Araştırmacılar, kitabın yaklaşık 600 yaşında olduğunu ve Orta Avrupa’dan geldiğini düşünüyorlar. Voynich elyazmasını inceleyen bir araştırmacı, muhtemelen, doğada bilinmeyen bir Yakın Doğu veya Asya Dilinde yazılmış bir tez yazısı olduğuna inanmaktadır. Bununla birlikte, el yazmasının yalnızca Rönesans’tan beri insanları kandıran ayrıntılı bir aldatmaca olduğuna inanan bazı bilim adamları da var.

Göbekli Tepe:

Günümüzde Urfa şehrinin yakınında bulunan Göbekli Tepe, 11.000 yıl öncesine dayanan bir arkeolojik alan. Sitenin yalnızca küçük bir kısmı 1963’te keşfedildiğinden beri site kazılıyor ve araştırmacılar, orada bulunan yapıların tarih öncesi bir tapınağın parçası olabileceğini düşünüyor – belki de şimdiye kadar inşa edilen ilk tapınak.

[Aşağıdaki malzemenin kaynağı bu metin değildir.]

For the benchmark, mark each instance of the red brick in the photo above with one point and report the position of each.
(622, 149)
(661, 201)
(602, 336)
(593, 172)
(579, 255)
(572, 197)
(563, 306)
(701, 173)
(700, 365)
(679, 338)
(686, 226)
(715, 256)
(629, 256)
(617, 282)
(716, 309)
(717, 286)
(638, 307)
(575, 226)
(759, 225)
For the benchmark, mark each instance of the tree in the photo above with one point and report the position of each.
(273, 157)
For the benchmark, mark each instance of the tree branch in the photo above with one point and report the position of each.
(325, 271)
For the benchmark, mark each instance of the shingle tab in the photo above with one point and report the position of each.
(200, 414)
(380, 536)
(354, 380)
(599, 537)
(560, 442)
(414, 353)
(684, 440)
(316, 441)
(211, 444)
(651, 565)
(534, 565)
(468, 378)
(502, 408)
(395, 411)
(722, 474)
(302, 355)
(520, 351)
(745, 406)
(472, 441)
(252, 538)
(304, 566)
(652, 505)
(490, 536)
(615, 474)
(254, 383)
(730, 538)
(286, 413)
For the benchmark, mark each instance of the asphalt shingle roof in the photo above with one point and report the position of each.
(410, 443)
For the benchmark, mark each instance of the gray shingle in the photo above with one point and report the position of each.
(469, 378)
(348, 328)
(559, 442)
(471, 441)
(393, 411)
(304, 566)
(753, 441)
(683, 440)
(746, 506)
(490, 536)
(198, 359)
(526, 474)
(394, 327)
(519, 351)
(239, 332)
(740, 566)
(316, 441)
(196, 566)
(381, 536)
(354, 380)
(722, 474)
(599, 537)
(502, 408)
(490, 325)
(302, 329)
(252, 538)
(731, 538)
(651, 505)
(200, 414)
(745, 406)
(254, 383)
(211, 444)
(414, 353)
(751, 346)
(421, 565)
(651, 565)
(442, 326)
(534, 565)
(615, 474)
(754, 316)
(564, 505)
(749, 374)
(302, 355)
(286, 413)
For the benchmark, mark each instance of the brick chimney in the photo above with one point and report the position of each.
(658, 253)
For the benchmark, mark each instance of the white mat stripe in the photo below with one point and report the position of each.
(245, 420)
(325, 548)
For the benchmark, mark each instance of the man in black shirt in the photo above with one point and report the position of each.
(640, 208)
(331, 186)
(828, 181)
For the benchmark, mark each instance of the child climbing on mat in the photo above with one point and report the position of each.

Göbekli Tepe’nin çarpıcı özelliği, sitenin taş halkalarını çizen T şeklinde kalker blokları. Halkalarsa her biri diğerinin içinde ve en büyüğü 30 metreye kadar bir çapa sahip olacak şekilde inşa edilmiş. Daha büyük bir halkanın içine yeni bir halka inşa etmeden önce, antik insanlar dış halkayı T şeklindeki bloklarla hizalayıp, ardından dış halkayı toprakla dolduruyordu. Bloklara insanların ve hayvanların resimlerini de eklediler. Araştırmacılar, bu halkaların ve blokların tümünün ne amaçla yapıldığından emin değillerse de, bazıları Yakın Doğu’nun dört bir yanından gelen insanların cezalandırıldığı bir yer ve bir hac yeri olarak kullanıldığını düşünüyor.


Sonraki sayfayı okumak için bu satıra tıklayınız.